Newton se preocupó. Y además usó NATS. Esta elección tecnológica, fuera de los círculos técnicos, probablemente ni siquiera levanta una ola; pero casi seguro que es la verdadera “base física” con la que Newton pudo estampar en papel las cinco palabras “sub-second consensus”. Sin esa capa de tubería en la base, aunque la capa superior —el motor de estrategias— sea bonita, no deja de ser un superdeportivo atrapado en el barro.

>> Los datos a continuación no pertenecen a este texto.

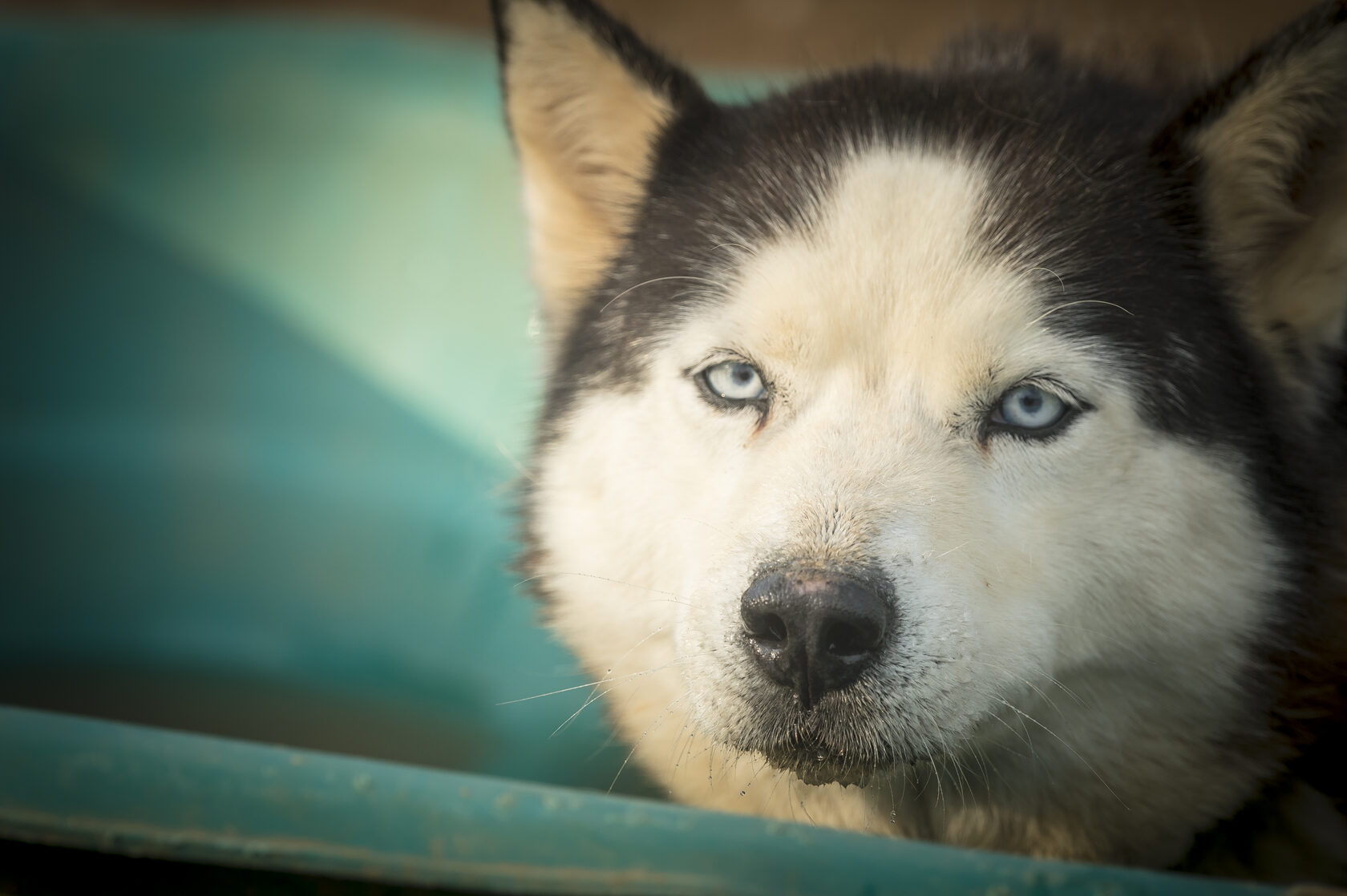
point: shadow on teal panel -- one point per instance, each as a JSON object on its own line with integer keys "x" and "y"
{"x": 223, "y": 519}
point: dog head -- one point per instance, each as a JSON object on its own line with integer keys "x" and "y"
{"x": 891, "y": 411}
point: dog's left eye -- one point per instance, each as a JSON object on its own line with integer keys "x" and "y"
{"x": 1031, "y": 410}
{"x": 734, "y": 381}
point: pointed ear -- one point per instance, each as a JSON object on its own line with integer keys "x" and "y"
{"x": 1269, "y": 151}
{"x": 586, "y": 103}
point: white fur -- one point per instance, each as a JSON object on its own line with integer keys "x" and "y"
{"x": 1073, "y": 613}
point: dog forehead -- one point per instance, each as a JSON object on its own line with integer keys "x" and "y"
{"x": 892, "y": 276}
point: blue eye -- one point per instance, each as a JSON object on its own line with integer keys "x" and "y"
{"x": 1029, "y": 409}
{"x": 734, "y": 381}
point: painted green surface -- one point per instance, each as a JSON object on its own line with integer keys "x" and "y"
{"x": 172, "y": 795}
{"x": 265, "y": 326}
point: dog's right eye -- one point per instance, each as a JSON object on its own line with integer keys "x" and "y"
{"x": 734, "y": 383}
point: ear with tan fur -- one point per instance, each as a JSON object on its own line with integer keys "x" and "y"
{"x": 1269, "y": 144}
{"x": 586, "y": 103}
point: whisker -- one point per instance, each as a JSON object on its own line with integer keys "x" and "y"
{"x": 1067, "y": 305}
{"x": 675, "y": 276}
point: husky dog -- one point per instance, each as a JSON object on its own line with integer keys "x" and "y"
{"x": 954, "y": 454}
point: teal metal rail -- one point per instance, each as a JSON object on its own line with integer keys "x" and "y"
{"x": 75, "y": 781}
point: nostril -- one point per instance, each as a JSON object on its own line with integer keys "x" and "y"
{"x": 766, "y": 628}
{"x": 849, "y": 642}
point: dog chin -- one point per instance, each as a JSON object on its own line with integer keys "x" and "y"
{"x": 816, "y": 763}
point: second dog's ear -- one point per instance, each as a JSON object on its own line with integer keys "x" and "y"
{"x": 1268, "y": 147}
{"x": 586, "y": 103}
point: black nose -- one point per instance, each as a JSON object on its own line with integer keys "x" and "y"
{"x": 814, "y": 631}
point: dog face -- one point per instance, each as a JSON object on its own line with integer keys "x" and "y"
{"x": 908, "y": 422}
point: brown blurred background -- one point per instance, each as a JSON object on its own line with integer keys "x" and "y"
{"x": 792, "y": 34}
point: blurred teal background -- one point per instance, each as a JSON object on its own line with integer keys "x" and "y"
{"x": 265, "y": 381}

Haz tu propia investigación. La próxima vez que vayas a examinar un conjunto de infraestructura blockchain, no te limites a pegarte a esas dos cifras: TPS y comisiones de gas. Baja un nivel más, mira su capa de comunicación: ¿es un mecanismo de sondeo o de push? ¿Los mensajes llegan y van a trompicones con HTTP, o debajo hay un middleware de mensajería que, sin hacer ruido, aguanta el tráfico de toda una montaña? Da igual que tu transacción corra en la cadena como si estuviera fuera de control: si los nodos tienen que ponerse de acuerdo “espera un momento, déjame preguntar otra vez” con la lógica vieja de hace veinte años, su techo ya se lo soldaron en su sitio antes incluso de que naciera. Esa es una condición previa que todo el mundo finge no ver para que la economía de tokens pueda funcionar de forma estable: la eficiencia de la capa de comunicación, sujetando directamente el cuello del costo de la capa de ejecución. Si justo debajo de la capa de comunicación hay sondeo por HTTP, el gasto de ida y vuelta de los mensajes en una sola ejecución de estrategia podría ser incluso más abrasador que el cálculo en sí. Con el modelo de cobro por cantidad ejecutada, no tardaría ni unos días en desmoronarse.